We must keep the pipeline of offshore wind projects flowing,  says Lisa Christie, interim UK country manager at Vattenfall.

The absence of any new offshore wind projects in this year’s Contracts for Difference (CfD) auction has thrown up no end of news headlines – most of them negative – either about the UK’s chances of reaching net-zero by 2050 or claiming that this proves renewable electricity is unaffordable.

True, without the four offshore wind projects eligible for this year’s auction (two of which are being developed by Vattenfall), the UK has not advanced any further forward towards the 50GW of offshore capacity the government is aiming for by 2030.

True, also, that building renewable electricity infrastructure has become more expensive in the last 18 months. But the same is true of virtually everything else, whether that’s the cost of food in the supermarket, petrol on the forecourt, oil and gas infrastructure. It’s all gone up in price.

What’s being overlooked is that the cost of doing nothing is significantly higher than the cost of rebuilding our electricity system to make it cleaner, smarter and more secure.

Back in July, Vattenfall took the difficult decision to stop the current development track of our 1.4GW Norfolk Boreas project. In recent weeks it’s been reported that the project is for sale, and some commentators are suggesting that offshore wind developers are backing out of the UK.

As far as Vattenfall is concerned, we’re doing what we would in July: we’re evaluating all the options to determine the best way forward for the three projects, which make up the 4.2GW Norfolk Offshore Wind Zone.

We’re continuing to develop the Zone – in fact, onshore cable route works have officially commenced – as we believe it is of such importance.

The UK needs the Norfolk Zone – for the amount of home-grown electricity it will provide, for the carbon emissions it will save, for the investment into supply chains and communities it will bring.

And it’s these three elements that decision-makers in business and politics should keep in mind. Whether we like it or not, we are in a cost-of-living and environmental crisis.

The UK’s energy infrastructure needs rebuilding at the same time that homes and businesses need to know that their energy bills aren’t going to keep going up forever.

Low-carbon and renewable power projects, enabled by the CfD process, will give us the electrons we need at a price we can afford which, crucially, won’t sky-rocket in response to global events. This is not the case with oil and gas.

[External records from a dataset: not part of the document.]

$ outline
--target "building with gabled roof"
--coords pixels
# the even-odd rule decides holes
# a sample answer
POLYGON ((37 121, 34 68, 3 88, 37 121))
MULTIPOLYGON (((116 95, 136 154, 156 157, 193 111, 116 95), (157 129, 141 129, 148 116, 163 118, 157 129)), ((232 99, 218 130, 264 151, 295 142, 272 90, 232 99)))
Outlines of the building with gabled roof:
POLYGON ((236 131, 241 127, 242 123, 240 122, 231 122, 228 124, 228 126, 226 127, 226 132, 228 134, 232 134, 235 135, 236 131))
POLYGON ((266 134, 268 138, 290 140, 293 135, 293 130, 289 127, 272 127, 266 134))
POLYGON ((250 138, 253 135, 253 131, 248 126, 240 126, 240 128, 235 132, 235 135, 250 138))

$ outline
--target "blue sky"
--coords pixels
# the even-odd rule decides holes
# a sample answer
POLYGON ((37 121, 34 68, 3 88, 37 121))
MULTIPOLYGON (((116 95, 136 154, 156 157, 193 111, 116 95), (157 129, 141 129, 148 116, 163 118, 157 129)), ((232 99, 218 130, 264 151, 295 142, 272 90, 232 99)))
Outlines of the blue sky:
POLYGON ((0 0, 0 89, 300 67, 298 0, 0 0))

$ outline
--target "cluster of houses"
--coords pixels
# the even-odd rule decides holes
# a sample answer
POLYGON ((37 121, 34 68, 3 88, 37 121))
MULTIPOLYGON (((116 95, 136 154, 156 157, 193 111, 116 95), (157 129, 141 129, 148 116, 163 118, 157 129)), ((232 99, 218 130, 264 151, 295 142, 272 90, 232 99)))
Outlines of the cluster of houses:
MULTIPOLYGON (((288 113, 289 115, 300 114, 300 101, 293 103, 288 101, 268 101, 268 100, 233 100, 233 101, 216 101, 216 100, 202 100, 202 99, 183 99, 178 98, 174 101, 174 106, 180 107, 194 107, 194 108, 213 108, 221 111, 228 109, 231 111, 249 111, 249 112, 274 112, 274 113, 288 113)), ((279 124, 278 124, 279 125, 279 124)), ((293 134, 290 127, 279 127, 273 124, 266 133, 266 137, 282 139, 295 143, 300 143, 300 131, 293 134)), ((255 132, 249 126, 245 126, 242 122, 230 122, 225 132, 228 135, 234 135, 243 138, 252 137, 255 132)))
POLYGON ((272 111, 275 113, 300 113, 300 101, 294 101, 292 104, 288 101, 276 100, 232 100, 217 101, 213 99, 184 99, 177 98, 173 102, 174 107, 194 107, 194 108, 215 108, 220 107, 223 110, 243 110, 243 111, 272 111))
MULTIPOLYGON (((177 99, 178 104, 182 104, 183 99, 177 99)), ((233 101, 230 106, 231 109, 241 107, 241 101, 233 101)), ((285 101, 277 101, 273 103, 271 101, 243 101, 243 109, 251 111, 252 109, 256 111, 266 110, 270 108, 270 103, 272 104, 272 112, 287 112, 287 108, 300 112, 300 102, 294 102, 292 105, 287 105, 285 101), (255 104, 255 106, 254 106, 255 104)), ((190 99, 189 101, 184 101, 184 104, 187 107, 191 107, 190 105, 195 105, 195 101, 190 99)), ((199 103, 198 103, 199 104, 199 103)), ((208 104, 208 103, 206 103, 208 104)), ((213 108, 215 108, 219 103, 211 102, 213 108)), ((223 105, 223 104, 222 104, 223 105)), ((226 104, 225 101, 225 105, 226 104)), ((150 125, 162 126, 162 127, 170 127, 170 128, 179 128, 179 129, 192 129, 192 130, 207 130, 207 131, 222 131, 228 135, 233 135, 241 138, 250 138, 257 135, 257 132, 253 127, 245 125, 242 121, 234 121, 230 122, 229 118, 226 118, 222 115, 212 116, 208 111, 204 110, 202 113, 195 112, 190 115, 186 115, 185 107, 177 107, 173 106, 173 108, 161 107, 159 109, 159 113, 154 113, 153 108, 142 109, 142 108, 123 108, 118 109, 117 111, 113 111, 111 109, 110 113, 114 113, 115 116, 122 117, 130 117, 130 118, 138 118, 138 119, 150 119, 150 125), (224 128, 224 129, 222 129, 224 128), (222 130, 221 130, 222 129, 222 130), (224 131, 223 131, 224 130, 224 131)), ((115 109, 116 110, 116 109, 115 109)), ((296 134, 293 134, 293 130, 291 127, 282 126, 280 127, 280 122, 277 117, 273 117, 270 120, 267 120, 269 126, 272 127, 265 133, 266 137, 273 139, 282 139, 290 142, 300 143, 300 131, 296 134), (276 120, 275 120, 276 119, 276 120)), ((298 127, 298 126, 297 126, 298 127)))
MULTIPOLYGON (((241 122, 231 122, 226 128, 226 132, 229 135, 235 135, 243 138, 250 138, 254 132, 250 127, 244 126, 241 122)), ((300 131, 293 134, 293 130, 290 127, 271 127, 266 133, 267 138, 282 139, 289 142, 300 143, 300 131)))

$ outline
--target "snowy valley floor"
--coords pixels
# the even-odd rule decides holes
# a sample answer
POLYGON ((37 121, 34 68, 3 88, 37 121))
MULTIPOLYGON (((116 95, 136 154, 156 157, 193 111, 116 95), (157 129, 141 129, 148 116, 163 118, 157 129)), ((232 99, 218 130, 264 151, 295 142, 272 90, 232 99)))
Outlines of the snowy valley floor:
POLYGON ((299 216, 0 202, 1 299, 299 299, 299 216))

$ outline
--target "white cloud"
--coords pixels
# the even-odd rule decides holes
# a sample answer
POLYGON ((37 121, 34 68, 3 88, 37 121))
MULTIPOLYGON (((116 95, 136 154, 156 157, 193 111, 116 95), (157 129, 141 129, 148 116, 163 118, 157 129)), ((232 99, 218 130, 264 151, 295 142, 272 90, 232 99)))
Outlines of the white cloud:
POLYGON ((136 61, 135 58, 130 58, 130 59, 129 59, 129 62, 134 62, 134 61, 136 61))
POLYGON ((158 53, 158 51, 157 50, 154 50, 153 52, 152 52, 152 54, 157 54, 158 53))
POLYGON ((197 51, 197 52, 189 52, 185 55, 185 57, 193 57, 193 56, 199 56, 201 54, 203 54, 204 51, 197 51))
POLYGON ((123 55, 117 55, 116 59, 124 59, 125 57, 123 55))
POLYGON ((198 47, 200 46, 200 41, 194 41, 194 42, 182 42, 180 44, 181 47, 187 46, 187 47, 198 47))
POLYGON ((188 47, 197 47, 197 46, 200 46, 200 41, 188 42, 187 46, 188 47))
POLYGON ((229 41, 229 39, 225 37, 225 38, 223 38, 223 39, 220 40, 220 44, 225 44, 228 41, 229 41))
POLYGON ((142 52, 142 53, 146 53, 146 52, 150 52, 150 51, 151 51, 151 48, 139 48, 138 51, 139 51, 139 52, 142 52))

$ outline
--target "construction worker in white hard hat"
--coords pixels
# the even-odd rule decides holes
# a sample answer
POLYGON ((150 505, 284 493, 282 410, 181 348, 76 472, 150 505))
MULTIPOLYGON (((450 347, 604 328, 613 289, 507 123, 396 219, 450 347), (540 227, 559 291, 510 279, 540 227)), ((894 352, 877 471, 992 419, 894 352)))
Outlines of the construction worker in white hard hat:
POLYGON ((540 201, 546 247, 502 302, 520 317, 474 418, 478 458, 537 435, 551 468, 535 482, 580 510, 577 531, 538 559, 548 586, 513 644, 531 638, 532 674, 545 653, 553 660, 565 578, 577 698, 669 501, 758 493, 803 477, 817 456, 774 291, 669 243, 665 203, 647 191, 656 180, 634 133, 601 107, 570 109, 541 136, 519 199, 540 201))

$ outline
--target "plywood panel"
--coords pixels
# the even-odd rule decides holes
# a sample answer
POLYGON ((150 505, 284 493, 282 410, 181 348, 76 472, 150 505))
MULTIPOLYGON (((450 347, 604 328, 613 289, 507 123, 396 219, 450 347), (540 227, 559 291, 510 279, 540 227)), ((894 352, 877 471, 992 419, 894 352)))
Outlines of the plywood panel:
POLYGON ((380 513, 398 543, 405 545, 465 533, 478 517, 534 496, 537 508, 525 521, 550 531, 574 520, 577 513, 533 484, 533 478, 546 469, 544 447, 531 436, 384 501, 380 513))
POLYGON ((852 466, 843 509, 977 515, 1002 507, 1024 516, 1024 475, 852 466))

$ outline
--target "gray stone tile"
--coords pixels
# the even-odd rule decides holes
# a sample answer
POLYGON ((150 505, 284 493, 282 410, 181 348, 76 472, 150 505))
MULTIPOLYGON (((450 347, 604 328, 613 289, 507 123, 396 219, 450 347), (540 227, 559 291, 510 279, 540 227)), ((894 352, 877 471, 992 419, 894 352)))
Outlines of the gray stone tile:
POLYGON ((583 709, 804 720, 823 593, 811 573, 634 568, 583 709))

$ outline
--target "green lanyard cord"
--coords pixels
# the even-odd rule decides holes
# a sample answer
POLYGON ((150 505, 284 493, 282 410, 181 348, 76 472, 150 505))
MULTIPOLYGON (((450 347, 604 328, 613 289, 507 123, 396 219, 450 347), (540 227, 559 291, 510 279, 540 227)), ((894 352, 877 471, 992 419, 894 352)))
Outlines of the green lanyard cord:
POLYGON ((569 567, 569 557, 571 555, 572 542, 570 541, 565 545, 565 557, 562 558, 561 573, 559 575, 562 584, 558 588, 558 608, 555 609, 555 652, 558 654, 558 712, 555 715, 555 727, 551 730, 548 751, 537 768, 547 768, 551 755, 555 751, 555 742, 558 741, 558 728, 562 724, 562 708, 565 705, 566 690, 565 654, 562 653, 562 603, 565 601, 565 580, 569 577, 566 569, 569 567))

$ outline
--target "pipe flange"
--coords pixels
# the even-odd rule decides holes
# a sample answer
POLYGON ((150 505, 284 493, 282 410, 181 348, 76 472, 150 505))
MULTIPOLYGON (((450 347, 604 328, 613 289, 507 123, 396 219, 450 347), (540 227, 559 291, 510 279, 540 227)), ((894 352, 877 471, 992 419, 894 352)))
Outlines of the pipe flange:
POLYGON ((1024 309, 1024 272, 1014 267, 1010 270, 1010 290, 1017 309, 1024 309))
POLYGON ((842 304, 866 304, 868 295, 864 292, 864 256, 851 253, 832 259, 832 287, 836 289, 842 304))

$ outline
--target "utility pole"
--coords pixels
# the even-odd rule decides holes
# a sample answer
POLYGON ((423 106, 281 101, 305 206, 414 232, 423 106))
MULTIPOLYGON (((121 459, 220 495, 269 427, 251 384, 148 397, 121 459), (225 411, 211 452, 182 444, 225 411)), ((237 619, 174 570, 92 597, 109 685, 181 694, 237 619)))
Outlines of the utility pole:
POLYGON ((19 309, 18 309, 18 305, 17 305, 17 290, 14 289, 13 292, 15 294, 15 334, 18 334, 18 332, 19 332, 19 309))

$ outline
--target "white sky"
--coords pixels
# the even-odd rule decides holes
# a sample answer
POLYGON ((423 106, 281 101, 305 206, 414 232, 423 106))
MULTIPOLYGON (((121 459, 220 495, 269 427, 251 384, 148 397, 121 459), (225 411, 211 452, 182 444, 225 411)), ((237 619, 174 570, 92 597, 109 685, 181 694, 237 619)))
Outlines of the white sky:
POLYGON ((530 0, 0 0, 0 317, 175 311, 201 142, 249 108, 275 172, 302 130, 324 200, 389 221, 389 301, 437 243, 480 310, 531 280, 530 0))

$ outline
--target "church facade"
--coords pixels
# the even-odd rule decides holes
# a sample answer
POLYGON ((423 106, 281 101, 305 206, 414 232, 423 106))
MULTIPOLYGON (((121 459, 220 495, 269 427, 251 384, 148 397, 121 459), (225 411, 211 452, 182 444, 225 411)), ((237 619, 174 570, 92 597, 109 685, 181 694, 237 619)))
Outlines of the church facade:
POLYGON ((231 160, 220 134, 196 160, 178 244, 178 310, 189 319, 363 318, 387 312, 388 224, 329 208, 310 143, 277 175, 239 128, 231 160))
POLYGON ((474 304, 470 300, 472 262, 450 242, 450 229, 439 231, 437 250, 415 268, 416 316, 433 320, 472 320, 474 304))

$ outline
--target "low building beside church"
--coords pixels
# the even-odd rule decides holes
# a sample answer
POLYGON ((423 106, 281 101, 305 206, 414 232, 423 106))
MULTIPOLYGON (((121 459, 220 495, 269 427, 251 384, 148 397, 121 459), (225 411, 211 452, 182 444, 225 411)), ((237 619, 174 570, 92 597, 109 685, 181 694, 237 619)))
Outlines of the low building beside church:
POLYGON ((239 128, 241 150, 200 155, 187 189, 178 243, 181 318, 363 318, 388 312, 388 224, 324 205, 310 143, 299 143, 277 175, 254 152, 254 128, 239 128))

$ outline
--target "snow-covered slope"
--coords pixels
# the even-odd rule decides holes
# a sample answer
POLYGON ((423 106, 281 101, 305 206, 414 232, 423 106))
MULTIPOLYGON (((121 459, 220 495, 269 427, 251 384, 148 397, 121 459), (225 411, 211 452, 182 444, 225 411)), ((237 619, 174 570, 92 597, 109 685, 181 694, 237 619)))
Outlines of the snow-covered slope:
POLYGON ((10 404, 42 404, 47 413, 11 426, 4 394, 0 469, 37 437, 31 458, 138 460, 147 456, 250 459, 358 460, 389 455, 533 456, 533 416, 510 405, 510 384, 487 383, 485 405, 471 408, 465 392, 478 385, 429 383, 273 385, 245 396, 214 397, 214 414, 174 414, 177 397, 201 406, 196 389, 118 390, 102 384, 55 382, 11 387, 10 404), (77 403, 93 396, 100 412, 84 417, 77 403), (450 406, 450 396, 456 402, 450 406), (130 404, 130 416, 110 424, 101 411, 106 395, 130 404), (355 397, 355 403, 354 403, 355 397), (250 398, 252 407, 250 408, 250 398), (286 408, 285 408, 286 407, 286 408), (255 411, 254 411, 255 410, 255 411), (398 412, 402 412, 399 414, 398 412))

In addition, the UK (and the east of England in particular) has a well-developed offshore wind supply chain that is crying out for more investment. Offshore wind is a global industry, and British businesses need full order books in order to grow and compete.

So far, the CfD process has been incredibly successful at expanding the amount of offshore wind capacity in this country while simultaneously driving down the cost. But now we’ve hit a bump in the road, and the simple fact is that prices have gone up.

The best way to deal with this challenge is to keep the pipeline of offshore wind projects flowing. If developers see that the UK government is prepared to back the sector through the hard times as well as the good, then developers will repay this country in kind, with more projects, more investment, more jobs, more community benefits and more clean power.

It’s understandable that during an economic downturn everyone looks to tighten their belts. But we can work together to overcome the difficulties and propel the UK forward, with its energy infrastructure on firmer foundations.